Probably this is because these days a baddie like Dr. Caligari, the original “good example of a bad shrink” as Dr. Schneider called him, would be stopped by his own supervising therapist before he could plant murderous thoughts in Conrad Veidt’s mind.
Dianne Wiest plays Gabriel Byrne’s former supervisor in “In Treatment,” and, more than any other relationship in the series, theirs provides the show with the heft of verisimilitude. Like its Israeli model, “Be’ Tipul” — whose creators include Hagai Levi, the son of therapists, and Ori Sivan, who has described himself as a “therapy true believer” — “In Treatment” assiduously sidesteps the “Analyze This!” clichés. That it scrupulously observes therapeutic boundaries most films make a point of flouting (that hug from Judd Hirsch) in some ways renders the series both more mundane and more thrilling to the viewer, more “real.”
“The problem with most movie depictions of therapy is that they are not just cartoons, but melodramas, and melodrama is the enemy” of a process that can be dynamically glacial and untheatrical by its very nature, said Dr. Adrienne Harris, a Manhattan psychotherapist. “In so many feature film depictions, there are boundary violations, melodramatic crises and denouements, and that is not really how therapy works.”
“What seems intriguing about this new show,” Dr. Harris said, “is that it will focus on listening respectfully and managing the complicated feelings that get stirred up. Therapy is much more like a meditative process than it is like a drama.”
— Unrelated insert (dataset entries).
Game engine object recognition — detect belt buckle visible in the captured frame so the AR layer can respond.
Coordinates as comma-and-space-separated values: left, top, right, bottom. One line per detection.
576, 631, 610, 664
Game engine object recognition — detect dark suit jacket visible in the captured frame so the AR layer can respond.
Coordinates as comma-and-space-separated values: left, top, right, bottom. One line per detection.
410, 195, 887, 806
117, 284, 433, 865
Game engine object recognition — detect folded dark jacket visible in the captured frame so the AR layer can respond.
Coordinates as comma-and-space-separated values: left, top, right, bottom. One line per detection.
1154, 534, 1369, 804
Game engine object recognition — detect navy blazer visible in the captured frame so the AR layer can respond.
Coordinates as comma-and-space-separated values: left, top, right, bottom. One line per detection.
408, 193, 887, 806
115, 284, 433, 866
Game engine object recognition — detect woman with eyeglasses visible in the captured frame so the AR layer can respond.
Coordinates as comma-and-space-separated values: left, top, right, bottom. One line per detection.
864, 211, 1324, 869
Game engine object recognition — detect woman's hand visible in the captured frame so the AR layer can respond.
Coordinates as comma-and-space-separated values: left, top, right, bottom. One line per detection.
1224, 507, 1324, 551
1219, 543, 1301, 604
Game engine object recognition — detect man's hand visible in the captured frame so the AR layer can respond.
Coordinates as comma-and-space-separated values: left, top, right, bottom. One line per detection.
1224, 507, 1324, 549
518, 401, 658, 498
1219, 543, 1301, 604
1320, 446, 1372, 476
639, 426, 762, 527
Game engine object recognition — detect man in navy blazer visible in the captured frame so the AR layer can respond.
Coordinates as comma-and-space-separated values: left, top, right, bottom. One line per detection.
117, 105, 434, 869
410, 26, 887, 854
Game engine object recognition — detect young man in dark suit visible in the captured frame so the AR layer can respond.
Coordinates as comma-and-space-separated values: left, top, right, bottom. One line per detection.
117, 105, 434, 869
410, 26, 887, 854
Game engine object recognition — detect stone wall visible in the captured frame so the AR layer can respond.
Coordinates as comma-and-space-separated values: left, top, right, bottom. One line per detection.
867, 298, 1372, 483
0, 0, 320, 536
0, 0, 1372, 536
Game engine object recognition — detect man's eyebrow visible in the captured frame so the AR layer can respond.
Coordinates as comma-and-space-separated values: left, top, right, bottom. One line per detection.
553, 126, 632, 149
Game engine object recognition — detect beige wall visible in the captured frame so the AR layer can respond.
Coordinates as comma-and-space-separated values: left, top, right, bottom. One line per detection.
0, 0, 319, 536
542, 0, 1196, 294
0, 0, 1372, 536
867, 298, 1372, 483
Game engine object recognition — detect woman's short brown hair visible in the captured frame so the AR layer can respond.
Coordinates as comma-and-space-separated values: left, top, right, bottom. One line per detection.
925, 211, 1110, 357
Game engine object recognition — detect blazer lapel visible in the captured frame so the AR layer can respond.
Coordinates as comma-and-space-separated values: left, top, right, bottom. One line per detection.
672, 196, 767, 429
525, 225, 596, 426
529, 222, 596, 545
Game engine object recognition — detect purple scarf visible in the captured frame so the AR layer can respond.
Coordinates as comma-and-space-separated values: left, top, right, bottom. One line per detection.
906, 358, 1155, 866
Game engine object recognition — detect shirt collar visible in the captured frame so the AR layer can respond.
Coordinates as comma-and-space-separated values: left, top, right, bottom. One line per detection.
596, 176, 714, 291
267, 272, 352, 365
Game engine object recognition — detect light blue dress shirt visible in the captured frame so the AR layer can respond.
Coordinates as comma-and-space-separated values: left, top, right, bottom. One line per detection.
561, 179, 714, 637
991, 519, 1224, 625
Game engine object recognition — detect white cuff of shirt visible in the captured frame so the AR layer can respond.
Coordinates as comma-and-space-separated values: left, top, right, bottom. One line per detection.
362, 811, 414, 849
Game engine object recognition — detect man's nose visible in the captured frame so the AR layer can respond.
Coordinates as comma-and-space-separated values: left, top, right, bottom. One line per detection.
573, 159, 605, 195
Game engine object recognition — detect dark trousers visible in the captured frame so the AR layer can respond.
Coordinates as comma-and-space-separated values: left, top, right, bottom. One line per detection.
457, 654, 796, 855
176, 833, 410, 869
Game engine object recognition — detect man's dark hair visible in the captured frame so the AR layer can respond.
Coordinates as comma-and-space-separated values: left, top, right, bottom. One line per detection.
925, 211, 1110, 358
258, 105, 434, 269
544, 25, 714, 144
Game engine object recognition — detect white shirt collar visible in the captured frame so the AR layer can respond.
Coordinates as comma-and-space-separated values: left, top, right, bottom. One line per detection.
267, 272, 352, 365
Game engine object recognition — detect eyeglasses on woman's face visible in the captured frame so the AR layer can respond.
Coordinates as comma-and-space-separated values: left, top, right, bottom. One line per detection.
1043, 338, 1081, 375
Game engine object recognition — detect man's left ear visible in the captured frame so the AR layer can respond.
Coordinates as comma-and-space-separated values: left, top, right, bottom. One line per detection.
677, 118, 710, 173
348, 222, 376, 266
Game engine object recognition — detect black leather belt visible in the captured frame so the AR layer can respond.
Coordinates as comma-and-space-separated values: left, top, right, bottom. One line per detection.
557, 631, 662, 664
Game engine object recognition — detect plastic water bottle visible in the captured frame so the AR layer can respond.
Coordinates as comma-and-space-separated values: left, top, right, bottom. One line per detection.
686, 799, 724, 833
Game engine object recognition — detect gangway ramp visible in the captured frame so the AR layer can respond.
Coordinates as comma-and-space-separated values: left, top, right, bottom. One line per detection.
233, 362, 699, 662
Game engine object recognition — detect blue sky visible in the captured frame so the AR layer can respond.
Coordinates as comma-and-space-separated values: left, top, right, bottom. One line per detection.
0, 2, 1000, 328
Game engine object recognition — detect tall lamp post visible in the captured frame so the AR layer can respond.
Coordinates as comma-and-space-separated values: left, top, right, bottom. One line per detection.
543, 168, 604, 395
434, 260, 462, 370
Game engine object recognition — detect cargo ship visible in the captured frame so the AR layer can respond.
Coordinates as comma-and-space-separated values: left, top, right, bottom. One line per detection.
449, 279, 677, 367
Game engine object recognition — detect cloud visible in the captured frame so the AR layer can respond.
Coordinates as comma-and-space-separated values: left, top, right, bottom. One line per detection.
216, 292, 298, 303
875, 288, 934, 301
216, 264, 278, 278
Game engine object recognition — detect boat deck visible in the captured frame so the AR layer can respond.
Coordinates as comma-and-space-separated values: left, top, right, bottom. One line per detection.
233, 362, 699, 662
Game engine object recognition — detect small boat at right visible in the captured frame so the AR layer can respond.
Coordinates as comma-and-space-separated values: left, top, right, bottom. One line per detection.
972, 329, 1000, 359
This is another way of saying that the success of “Be’ Tipul” and — HBO executives anticipate — “In Treatment” depends upon tapping into fascinations and compulsions hard to analyze or even explain.
“You know, the National Institute of Mental Health once decided to film an entire analysis,” Dr. Schneider said, describing how sessions were for several years recorded through a one-way mirror, using cameras with reels that ran a full hour. “It was a stupid project,” he said. “The analyst got disenchanted and wanted to stop, but had to keep going, and when they finished hardly anyone wanted to watch. I hope the HBO thing doesn’t turn out like that.”